Southern California Home Prices Fall on Foreclosures
By Daniel Taub
May 19 (Bloomberg) -- Southern California house and condominium prices fell 36 percent in April from a year earlier as foreclosures accounted for more than half of all sales, MDA DataQuick said.
The median price dropped to $247,000 from $385,000 a year earlier and is now 51 percent below the peak reached two years ago, the San Diego-based research company said today in a statement. Sales rose 31 percent last month from a year ago.
“Whatever price stability is out there is tenuous at best,” said Andrew LePage, an analyst with MDA DataQuick. “It’s going to come down to how much worse job losses and foreclosures are going to get for the balance of the year.”
Sales of foreclosed homes accounted for 54 percent of all transactions involving previously owned properties in April. That marks the seventh consecutive month such properties were more than half of resales, MDA DataQuick said. The median price was down 1.2 percent from March, the research company said.
A total of 20,514 new and existing homes sold last month in Los Angeles, Riverside, San Diego, Ventura, San Bernardino and Orange counties, up from 15,615 a year earlier, the company said.
Absentee buyers, including investors requesting that their property-tax bills be sent to a different address, bought almost 19 percent of Southern California homes purchased in April. That’s up from 17 percent a year ago and compares with a 15 percent monthly average since 2000, MDA DataQuick said.
San Bernardino
Home sales rose in all but one of the six Southern California counties tracked by MDA DataQuick, rising the most in San Bernardino County, with an 88 percent increase. In Ventura County, sales fell 6.1 percent. Prices dropped from a year earlier in all six counties.
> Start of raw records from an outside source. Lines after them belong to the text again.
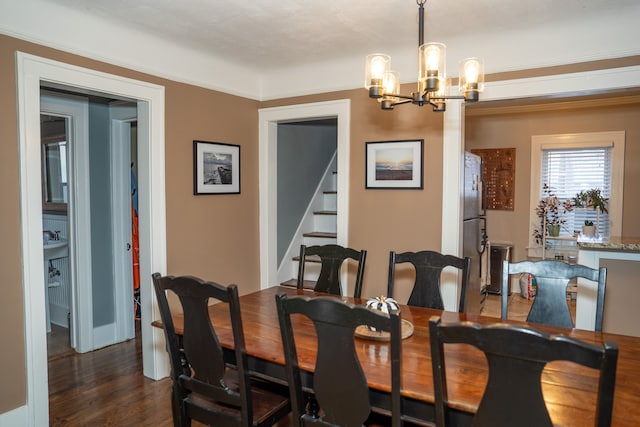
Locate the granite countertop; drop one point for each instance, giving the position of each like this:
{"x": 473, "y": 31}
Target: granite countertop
{"x": 615, "y": 243}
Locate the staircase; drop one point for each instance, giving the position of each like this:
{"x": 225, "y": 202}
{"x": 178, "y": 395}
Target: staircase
{"x": 318, "y": 227}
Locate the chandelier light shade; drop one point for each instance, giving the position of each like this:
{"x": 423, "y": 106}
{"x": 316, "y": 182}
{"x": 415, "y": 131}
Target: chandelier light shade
{"x": 433, "y": 86}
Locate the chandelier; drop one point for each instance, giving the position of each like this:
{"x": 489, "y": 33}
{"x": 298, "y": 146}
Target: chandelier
{"x": 383, "y": 84}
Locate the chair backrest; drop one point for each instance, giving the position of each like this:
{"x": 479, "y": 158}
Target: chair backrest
{"x": 429, "y": 266}
{"x": 552, "y": 278}
{"x": 516, "y": 356}
{"x": 331, "y": 259}
{"x": 339, "y": 383}
{"x": 197, "y": 360}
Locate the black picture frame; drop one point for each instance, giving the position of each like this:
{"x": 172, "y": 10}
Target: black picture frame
{"x": 394, "y": 164}
{"x": 216, "y": 168}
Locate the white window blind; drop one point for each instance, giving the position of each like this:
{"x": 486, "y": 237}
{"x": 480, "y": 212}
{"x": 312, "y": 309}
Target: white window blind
{"x": 571, "y": 170}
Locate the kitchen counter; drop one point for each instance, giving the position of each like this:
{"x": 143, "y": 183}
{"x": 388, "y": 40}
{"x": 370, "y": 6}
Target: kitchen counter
{"x": 621, "y": 256}
{"x": 617, "y": 244}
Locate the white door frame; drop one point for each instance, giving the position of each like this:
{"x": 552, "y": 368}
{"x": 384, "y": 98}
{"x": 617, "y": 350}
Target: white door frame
{"x": 31, "y": 71}
{"x": 78, "y": 215}
{"x": 268, "y": 119}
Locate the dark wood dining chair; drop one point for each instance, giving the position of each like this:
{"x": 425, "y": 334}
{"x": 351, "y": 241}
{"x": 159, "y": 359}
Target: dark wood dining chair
{"x": 428, "y": 267}
{"x": 331, "y": 258}
{"x": 516, "y": 357}
{"x": 550, "y": 304}
{"x": 205, "y": 388}
{"x": 339, "y": 386}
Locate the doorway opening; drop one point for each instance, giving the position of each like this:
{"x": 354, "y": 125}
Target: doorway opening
{"x": 32, "y": 73}
{"x": 269, "y": 118}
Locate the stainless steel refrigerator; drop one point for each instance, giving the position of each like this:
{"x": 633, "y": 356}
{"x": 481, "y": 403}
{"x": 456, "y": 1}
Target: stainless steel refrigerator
{"x": 474, "y": 232}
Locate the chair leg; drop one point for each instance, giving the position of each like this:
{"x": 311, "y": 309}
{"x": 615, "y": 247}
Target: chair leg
{"x": 180, "y": 419}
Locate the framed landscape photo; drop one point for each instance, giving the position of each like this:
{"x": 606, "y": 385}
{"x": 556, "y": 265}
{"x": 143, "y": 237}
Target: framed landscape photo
{"x": 216, "y": 168}
{"x": 394, "y": 164}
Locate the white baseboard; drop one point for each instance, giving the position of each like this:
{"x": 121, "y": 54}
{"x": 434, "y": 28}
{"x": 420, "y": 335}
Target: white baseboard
{"x": 15, "y": 417}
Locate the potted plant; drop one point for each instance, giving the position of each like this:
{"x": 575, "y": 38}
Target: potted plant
{"x": 551, "y": 211}
{"x": 591, "y": 199}
{"x": 588, "y": 229}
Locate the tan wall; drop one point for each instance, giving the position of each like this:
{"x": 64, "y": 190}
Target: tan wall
{"x": 215, "y": 237}
{"x": 516, "y": 129}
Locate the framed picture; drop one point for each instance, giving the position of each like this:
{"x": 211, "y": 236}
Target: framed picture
{"x": 216, "y": 168}
{"x": 394, "y": 164}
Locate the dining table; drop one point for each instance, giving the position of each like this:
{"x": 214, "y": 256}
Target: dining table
{"x": 569, "y": 390}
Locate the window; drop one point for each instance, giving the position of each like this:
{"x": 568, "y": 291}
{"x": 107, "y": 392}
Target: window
{"x": 568, "y": 171}
{"x": 573, "y": 162}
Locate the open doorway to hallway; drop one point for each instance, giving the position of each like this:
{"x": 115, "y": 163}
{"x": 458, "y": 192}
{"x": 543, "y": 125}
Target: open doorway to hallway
{"x": 32, "y": 72}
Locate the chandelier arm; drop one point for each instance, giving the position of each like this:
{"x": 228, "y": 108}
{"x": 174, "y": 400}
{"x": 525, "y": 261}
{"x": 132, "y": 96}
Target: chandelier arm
{"x": 397, "y": 95}
{"x": 404, "y": 101}
{"x": 421, "y": 22}
{"x": 447, "y": 97}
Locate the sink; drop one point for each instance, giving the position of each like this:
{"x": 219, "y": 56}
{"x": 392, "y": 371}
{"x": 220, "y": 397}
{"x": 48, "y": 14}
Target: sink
{"x": 55, "y": 249}
{"x": 52, "y": 249}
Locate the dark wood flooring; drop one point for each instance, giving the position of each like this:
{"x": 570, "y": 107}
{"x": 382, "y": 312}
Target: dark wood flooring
{"x": 106, "y": 387}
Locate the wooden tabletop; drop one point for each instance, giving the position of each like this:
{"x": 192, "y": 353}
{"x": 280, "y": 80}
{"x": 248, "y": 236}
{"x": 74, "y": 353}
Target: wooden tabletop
{"x": 568, "y": 388}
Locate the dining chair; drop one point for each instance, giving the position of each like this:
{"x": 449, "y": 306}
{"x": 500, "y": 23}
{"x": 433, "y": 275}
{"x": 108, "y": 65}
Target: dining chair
{"x": 516, "y": 357}
{"x": 205, "y": 388}
{"x": 340, "y": 392}
{"x": 331, "y": 259}
{"x": 428, "y": 267}
{"x": 550, "y": 304}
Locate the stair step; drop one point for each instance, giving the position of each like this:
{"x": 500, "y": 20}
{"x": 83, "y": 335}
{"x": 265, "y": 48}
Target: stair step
{"x": 321, "y": 234}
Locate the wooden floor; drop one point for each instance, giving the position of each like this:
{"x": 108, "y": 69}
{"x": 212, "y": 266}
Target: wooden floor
{"x": 106, "y": 387}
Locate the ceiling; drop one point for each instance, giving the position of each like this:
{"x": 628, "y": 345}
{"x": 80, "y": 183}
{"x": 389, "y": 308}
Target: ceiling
{"x": 273, "y": 49}
{"x": 284, "y": 33}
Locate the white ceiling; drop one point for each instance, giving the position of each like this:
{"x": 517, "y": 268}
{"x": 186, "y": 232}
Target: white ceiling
{"x": 269, "y": 38}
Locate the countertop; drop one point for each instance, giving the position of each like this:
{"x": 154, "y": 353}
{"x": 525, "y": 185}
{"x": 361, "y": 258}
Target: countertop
{"x": 614, "y": 244}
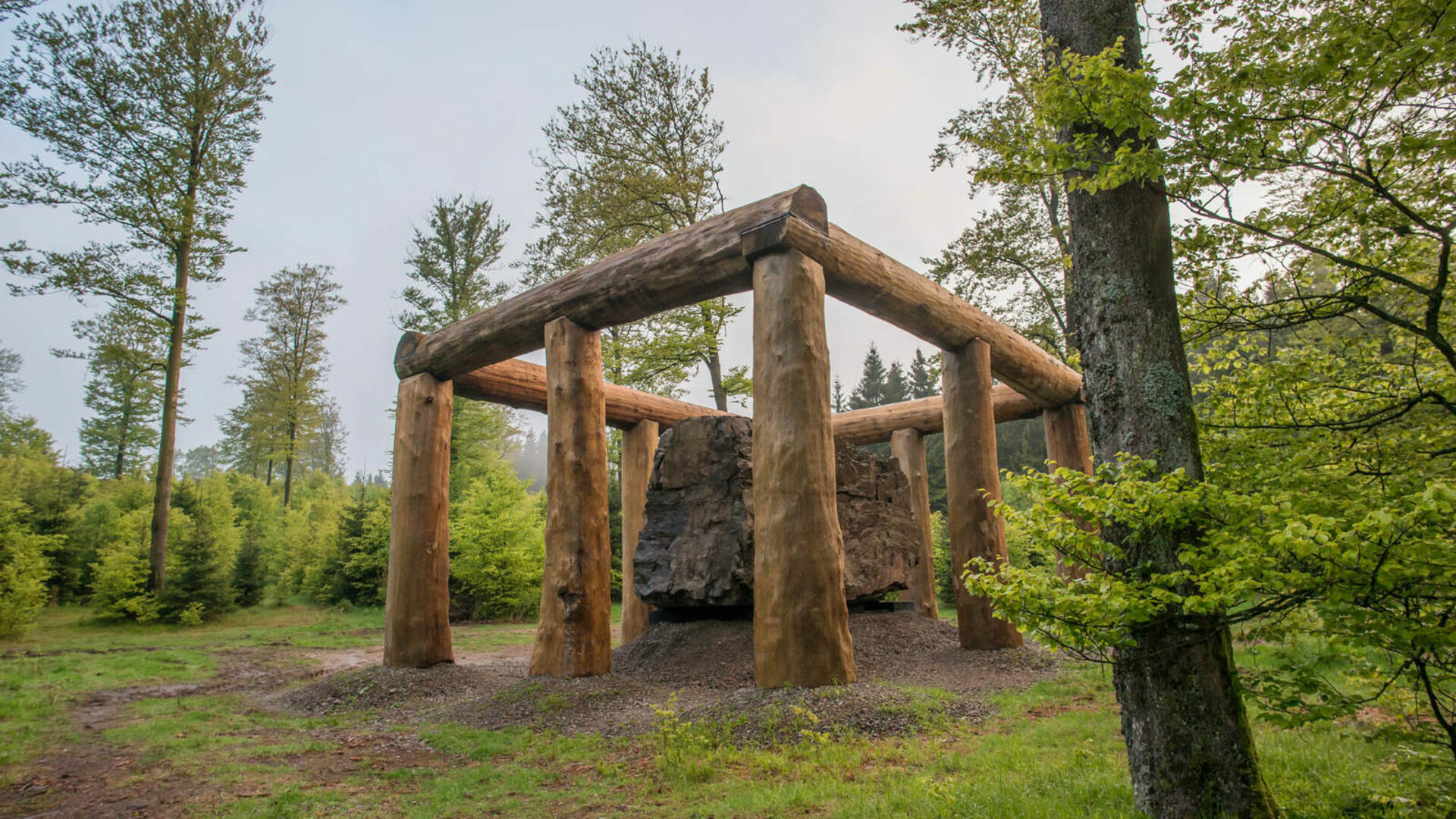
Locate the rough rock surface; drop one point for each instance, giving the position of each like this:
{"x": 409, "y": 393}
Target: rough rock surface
{"x": 696, "y": 542}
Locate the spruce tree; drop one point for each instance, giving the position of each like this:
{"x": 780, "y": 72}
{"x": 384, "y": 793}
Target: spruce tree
{"x": 925, "y": 376}
{"x": 871, "y": 391}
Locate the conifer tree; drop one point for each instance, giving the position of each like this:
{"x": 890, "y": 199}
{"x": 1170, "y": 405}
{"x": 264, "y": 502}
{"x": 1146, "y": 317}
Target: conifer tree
{"x": 873, "y": 381}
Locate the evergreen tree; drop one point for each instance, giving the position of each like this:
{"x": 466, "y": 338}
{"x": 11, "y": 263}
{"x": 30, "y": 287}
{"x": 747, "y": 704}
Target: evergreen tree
{"x": 638, "y": 158}
{"x": 925, "y": 376}
{"x": 871, "y": 391}
{"x": 152, "y": 110}
{"x": 897, "y": 388}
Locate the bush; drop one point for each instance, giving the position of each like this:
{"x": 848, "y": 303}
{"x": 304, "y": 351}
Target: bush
{"x": 24, "y": 570}
{"x": 497, "y": 545}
San Bernardino had the biggest drop, with the median price falling 48 percent to $138,500.
The drop in the median price overstates the decline in the value of the typical Southern California home because discounted foreclosure properties are dominating the market, MDA DataQuick said. Relatively few home sales in high-priced coastal areas are “exacerbating the median’s decline,” the research company said.
MDA DataQuick is a unit of Richmond, British Columbia-based MacDonald, Dettwiler and Associates Ltd. It compiles surveys using county records and supplies real estate information to customers including public agencies, lenders and title companies.